Problem	HighRes-net	PIUnet
Alignment	Implicit (reference channel)	TERN module (learned 5x5 registration kernels)
Fusion ordering	Order-dependent recursive pairing	Permutation-invariant mean pooling
Output calibration	None	Uncertainty map (sigma_sr)
Residual learning	Optional, not primary	Core design (output = residual + bicubic reference)
Feature extraction	Simple residual blocks	3D convolutions + temporal self-attention (TEFA)

However, PIUnet's TERN alignment is still spatially-invariant (one kernel per frame, applied globally), which proved insufficient for the spatially-varying misalignment in our LWIR data. Both architectures ultimately struggled with the same fundamental problem: our frames need spatially-varying, content-aware alignment that neither implicit co-registration nor global learned kernels can provide. This is documented in Bicubic Gap.

Lessons for Future Work¶

The paper's emphasis on "real degradation, not synthetic" is directly relevant to our project. PROBA-V's natural LR/HR pairs from different cameras avoid the synthetic downsampling bias. Our LWIR dataset similarly uses naturally different resolution captures (different flight altitudes), which means we face the same advantage (no synthetic bias) but also the same challenge (unknown and spatially-varying degradation kernel).

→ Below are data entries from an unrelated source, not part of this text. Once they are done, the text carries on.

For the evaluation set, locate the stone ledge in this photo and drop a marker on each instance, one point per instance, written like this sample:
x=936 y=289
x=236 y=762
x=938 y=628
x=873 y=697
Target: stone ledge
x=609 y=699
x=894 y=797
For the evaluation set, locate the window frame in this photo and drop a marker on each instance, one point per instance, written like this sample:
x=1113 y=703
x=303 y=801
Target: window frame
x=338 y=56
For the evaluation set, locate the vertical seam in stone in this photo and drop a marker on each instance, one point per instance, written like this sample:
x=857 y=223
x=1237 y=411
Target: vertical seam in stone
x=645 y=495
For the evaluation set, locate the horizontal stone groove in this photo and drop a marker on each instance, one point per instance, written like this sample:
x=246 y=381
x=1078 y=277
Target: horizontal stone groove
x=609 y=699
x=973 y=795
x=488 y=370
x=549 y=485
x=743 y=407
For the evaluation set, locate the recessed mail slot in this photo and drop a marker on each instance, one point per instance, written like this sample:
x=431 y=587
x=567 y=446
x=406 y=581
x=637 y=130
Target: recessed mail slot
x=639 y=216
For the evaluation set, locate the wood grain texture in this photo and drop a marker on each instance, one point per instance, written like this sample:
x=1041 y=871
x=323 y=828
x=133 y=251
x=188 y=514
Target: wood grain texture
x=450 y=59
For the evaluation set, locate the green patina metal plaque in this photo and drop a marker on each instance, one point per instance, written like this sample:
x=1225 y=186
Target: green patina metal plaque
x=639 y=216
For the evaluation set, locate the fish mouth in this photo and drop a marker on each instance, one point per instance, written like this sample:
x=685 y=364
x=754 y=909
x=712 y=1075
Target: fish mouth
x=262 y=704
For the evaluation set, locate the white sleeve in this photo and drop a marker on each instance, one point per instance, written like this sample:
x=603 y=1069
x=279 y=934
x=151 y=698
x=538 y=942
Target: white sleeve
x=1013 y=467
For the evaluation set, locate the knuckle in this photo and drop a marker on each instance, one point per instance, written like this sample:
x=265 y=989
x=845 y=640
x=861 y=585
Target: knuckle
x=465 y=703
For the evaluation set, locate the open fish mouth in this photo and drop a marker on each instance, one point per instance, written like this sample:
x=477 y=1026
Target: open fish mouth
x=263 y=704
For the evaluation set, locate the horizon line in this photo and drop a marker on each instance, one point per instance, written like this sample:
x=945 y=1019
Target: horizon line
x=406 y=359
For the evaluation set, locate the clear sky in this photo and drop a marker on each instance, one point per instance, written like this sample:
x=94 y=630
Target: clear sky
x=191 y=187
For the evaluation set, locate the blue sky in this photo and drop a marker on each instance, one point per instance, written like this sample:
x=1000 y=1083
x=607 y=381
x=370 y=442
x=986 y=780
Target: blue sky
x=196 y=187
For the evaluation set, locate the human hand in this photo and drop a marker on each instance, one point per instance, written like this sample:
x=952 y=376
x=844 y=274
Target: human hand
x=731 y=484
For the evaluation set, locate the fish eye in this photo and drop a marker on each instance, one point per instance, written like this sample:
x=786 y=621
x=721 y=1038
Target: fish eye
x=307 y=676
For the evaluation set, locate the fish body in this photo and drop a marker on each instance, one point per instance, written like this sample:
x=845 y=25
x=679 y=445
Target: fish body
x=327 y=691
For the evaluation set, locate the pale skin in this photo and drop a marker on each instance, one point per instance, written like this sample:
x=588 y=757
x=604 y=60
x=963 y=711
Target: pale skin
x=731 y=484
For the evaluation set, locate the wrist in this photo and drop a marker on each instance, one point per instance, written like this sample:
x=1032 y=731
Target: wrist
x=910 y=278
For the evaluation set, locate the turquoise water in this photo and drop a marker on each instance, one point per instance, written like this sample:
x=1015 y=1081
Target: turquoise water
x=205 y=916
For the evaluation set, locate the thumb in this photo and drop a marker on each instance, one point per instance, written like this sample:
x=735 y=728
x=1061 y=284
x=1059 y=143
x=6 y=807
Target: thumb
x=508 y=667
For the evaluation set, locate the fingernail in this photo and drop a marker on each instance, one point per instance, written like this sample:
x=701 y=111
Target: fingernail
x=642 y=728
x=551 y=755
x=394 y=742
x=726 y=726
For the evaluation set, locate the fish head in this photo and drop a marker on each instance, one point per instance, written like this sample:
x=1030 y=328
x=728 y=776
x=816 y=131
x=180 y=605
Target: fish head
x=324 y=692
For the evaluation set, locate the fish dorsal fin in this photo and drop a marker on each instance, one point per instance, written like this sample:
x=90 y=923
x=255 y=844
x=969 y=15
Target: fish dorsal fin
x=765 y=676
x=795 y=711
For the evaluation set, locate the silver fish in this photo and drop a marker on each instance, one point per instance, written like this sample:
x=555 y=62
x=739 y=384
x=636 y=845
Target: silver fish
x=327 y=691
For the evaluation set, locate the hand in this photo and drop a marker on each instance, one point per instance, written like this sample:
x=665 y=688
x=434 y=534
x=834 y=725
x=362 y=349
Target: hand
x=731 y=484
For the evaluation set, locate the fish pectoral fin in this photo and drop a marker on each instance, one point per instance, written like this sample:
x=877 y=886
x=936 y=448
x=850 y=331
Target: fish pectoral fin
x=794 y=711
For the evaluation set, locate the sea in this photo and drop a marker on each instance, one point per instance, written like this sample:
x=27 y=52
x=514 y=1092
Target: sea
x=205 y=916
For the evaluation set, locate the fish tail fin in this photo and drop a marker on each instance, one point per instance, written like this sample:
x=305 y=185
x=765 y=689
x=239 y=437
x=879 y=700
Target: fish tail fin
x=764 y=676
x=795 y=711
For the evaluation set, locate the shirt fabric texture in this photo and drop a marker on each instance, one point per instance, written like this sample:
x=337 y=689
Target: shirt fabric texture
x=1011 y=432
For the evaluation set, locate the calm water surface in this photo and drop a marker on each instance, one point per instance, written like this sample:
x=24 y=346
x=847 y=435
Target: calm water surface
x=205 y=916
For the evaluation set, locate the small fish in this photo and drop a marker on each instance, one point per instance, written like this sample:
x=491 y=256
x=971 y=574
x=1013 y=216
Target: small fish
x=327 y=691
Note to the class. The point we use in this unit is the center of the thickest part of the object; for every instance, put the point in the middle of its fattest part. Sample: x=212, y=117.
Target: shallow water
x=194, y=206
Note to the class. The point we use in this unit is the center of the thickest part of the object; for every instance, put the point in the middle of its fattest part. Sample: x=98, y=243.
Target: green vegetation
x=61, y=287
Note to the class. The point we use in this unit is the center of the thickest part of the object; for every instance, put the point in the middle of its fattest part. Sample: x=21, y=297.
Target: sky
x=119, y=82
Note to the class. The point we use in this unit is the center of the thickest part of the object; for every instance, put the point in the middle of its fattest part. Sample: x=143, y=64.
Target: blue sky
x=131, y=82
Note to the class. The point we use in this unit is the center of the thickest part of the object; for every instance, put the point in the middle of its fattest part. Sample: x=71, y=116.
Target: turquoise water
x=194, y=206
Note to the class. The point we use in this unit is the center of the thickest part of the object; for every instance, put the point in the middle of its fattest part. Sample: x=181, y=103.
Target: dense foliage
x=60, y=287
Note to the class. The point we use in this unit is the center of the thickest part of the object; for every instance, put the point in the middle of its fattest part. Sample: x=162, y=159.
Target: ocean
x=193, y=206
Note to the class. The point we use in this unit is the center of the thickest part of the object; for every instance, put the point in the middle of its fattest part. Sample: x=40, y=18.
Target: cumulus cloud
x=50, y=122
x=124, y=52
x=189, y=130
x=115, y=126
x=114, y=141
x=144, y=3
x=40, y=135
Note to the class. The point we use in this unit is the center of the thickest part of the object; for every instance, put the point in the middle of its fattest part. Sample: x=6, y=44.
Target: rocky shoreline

The registration-at-the-loss idea remains sound even if ShiftNet's specific implementation (global 2-parameter translation) is too simple for our case. A more expressive registration-at-the-loss mechanism -- perhaps predicting a deformation field rather than a global shift -- could improve training for any MFSR architecture on our data.

The fuse-then-upsample efficiency argument also holds, but only if frames are well-registered before fusion. When registration is poor, upsampling first (as DeepSUM does) allows the network to work with more spatial information for alignment, at the cost of 9x memory.